IMPACT
- Release date: 1995; 30 years ago
- Designed by: Silicon Graphics

Cards
- Mid-range: Solid IMPACT, SI, SE
- High-end: High IMPACT, SSI, SSE
- Enthusiast: Maximum IMPACT, MXI, MXE

History
- Predecessor: Extreme Graphics
- Successor: SGI VPro

Support status
- Unsupported

= IMPACT (computer graphics) =

Graphics subsystem by Silicon Graphics

IMPACT (sometimes spelled Impact) is a computer graphics architecture for Silicon Graphics computer workstations. IMPACT Graphics was developed in 1995 and was available as a high-end graphics option on workstations released during the mid-1990s. IMPACT graphics gives the workstation real-time 2D and 3D graphics rendering capability similar to that of even high-end PCs made well after IMPACT's introduction. IMPACT graphics systems consist of either one or two Geometry Engines and one or two Raster Engines in various configurations.

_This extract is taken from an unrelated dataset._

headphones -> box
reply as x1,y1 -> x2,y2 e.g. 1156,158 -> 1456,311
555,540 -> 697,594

IMPACT graphics consists of five graphics subsystems: the Command Engine, Geometry Subsystem, Raster Engine, framebuffer and Display Subsystem. IMPACT Graphics can produce resolutions up to 1600 x 1200 pixels with 32-bit color and can also process unencoded NTSC and PAL analog television signals.

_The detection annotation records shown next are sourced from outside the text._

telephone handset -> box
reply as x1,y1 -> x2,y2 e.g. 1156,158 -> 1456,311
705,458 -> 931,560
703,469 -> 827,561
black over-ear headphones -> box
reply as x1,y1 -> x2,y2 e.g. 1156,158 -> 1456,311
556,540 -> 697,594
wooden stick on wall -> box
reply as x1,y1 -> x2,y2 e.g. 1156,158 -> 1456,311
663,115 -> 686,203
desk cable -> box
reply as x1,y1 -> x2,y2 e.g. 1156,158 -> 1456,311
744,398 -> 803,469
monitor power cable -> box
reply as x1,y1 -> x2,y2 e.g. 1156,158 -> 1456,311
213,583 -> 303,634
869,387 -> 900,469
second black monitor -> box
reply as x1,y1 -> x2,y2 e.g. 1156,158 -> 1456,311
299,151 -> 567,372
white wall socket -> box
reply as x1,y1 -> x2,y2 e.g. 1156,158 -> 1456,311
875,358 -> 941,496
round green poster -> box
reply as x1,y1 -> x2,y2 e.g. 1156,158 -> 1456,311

IMPACT graphics subsystems come in three configurations for SGI Indigo2 IMPACT workstations: Solid IMPACT, High IMPACT, and Maximum IMPACT. The equivalent configurations also exist for the SGI Octane workstation but are referred to as SI, SSI, and MXI (I-series). Later Octane workstations used a similar configuration but with updated ASIC chips and are referred to as SE, SSE, and MXE (E-series). IMPACT uses Rambus RDRAM for texture memory.

The IMPACT graphics architecture was superseded by SGI's VPro graphics architecture in 1997.